À trois semaines des élections municipales, l’échéance se précise à Rodez. Le candidat Stéphane Mazars, en pleine campagne, n’hésite pas à critiquer ouvertement son prédécesseur, le maire sortant Christian Teyssèdre. Il déplore ce qu’il appelle un « déni de réalité » concernant des enjeux cruciaux pour la ville.

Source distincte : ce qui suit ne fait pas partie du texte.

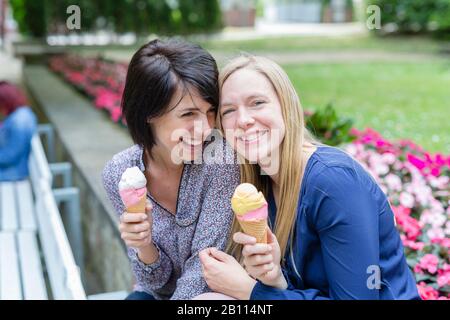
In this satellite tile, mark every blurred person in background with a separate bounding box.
[0,81,37,181]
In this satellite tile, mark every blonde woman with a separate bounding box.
[200,56,419,300]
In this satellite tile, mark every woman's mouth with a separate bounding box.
[237,130,269,144]
[180,138,203,148]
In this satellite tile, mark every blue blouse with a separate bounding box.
[250,146,420,300]
[0,106,37,181]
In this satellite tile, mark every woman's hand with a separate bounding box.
[199,248,256,300]
[119,202,159,264]
[233,228,287,289]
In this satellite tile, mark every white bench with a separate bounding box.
[0,126,126,300]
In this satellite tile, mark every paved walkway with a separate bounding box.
[0,50,22,83]
[206,21,368,40]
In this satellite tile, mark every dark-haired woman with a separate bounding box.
[103,40,239,299]
[0,81,37,181]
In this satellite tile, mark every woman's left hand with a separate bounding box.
[233,227,287,289]
[199,248,256,300]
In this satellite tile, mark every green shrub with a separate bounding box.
[305,104,354,146]
[11,0,222,37]
[367,0,450,35]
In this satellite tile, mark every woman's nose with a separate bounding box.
[237,108,255,129]
[194,115,213,139]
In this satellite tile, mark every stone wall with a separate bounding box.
[23,65,133,294]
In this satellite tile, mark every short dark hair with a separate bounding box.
[122,39,219,150]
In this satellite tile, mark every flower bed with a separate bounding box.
[49,55,128,125]
[345,129,450,299]
[49,55,450,299]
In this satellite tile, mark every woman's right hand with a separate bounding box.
[119,202,153,250]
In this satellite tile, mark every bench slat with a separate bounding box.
[17,231,48,300]
[0,182,18,231]
[16,180,36,231]
[0,232,22,300]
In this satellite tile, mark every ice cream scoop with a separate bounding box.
[231,183,268,243]
[119,167,147,213]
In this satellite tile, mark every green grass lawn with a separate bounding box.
[199,35,449,53]
[284,61,450,154]
[82,36,450,154]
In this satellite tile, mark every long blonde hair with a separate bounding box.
[216,55,317,261]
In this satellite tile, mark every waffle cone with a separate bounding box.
[127,195,147,213]
[238,219,267,243]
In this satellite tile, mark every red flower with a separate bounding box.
[417,281,439,300]
[392,206,422,241]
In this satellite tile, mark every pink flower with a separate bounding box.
[67,72,85,84]
[110,107,122,122]
[392,206,422,241]
[400,234,425,251]
[437,270,450,288]
[417,281,439,300]
[406,153,426,170]
[427,228,445,242]
[399,192,414,208]
[418,253,439,274]
[95,89,120,110]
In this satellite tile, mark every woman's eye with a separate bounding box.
[253,100,265,106]
[222,109,233,116]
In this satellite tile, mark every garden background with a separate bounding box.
[0,0,450,299]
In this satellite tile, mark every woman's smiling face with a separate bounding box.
[150,88,216,163]
[219,68,285,163]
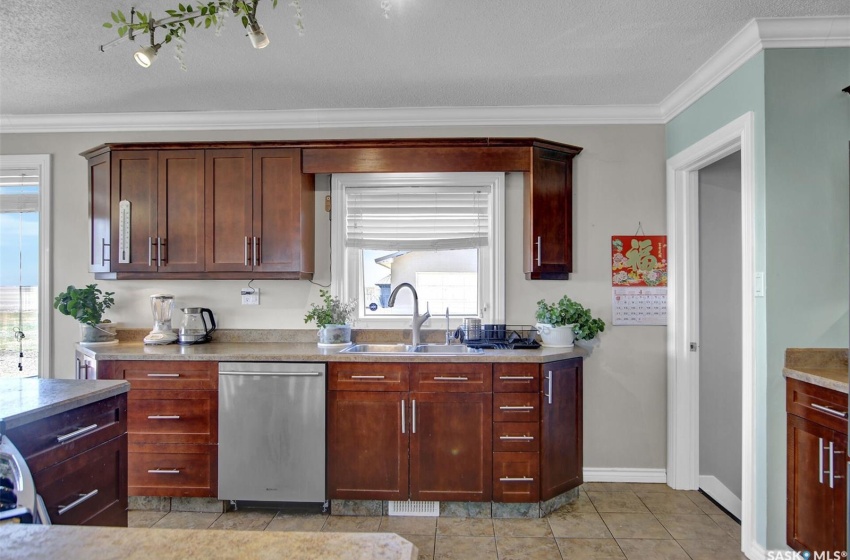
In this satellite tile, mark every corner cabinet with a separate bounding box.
[785,379,847,557]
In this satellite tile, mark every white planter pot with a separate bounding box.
[536,323,575,348]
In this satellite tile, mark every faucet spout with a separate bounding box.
[387,282,431,346]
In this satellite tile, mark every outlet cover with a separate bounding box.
[242,288,260,305]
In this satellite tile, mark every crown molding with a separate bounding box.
[0,105,662,133]
[659,16,850,123]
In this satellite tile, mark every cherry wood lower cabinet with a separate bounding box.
[786,379,847,554]
[7,394,127,527]
[98,360,218,497]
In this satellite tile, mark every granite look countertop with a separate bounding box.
[0,525,418,560]
[782,348,848,394]
[0,377,130,433]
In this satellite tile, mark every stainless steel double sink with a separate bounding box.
[340,344,484,356]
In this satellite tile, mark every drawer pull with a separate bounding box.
[56,424,97,443]
[148,469,180,474]
[812,403,847,418]
[57,488,97,515]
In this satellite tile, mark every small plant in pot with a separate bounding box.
[536,296,605,348]
[304,290,357,345]
[53,284,116,344]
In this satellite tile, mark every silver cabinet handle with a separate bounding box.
[537,235,543,266]
[812,403,847,418]
[56,424,97,443]
[57,488,97,515]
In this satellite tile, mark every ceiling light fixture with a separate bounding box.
[100,0,392,70]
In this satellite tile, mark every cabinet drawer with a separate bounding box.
[785,379,847,434]
[129,444,218,497]
[328,362,410,392]
[493,422,540,453]
[127,390,218,443]
[493,364,540,393]
[7,394,127,473]
[103,360,218,390]
[33,435,127,527]
[493,453,540,503]
[410,363,493,393]
[493,393,540,422]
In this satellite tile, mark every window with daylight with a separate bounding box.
[331,173,505,328]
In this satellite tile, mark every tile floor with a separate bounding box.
[130,482,745,560]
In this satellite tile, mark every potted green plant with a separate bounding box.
[53,284,116,344]
[304,290,357,345]
[536,295,605,348]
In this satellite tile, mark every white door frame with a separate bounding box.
[667,112,756,555]
[0,154,53,378]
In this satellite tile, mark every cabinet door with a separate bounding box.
[523,148,573,280]
[410,392,493,502]
[787,414,846,552]
[111,150,157,272]
[88,153,112,272]
[327,391,409,500]
[251,148,314,272]
[204,149,253,272]
[157,150,204,272]
[540,358,582,501]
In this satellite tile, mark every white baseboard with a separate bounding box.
[699,475,741,519]
[582,467,667,484]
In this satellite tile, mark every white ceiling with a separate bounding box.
[0,0,850,116]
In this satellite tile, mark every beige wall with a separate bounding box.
[0,125,666,469]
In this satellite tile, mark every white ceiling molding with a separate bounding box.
[0,105,662,133]
[659,16,850,123]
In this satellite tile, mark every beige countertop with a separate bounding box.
[0,377,130,432]
[782,348,848,394]
[0,525,418,560]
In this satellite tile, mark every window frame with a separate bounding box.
[331,172,505,328]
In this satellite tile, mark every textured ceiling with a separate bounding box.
[0,0,850,115]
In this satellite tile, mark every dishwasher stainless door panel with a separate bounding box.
[218,362,326,502]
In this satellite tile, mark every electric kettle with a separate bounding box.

À Rodez, Stéphane Mazars dénonce le bilan de Christian Teyssèdre avant les élections municipales
Lors d’une conférence de presse, Stéphane Mazars a affirmé qu’il était temps de « clarifier bon nombre de choses ». Ce dernier, qui se positionne comme un candidat de changement, met en avant un programme qu’il décrit comme « dense » et « tourné vers l’avenir ». Quant à son principal adversaire, il estime que le bilan de la majorité actuelle est empreint d’une vision dépassée et peu réaliste, notamment sur des questions sensibles comme la sécurité, le commerce ou l’offre médicale.
Des critiques acerbes sur la gestion des intempéries
Le candidat a également évoqué les conséquences récentes des intempéries qui ont frappé Rodez. Avec empathie, il a souligné le sort des habitants contraints de quitter leurs logements au Faubourg, rappelant que ces personnes avaient alerté la municipalité sur les fissures du parking, mais n’avaient reçu aucune réponse. Pour lui, cette défaillance de la part de la mairie est représentative d’une politique qui semble vivre dans un monde déconnecté des réalités.
Mazars a contesté l’inaction municipale en affirmant que « les bâtiments publics prennent l’eau depuis des années », une affirmation qui résonne avec les préoccupations des habitants concernant la sécurité et l’intégrité des infrastructures.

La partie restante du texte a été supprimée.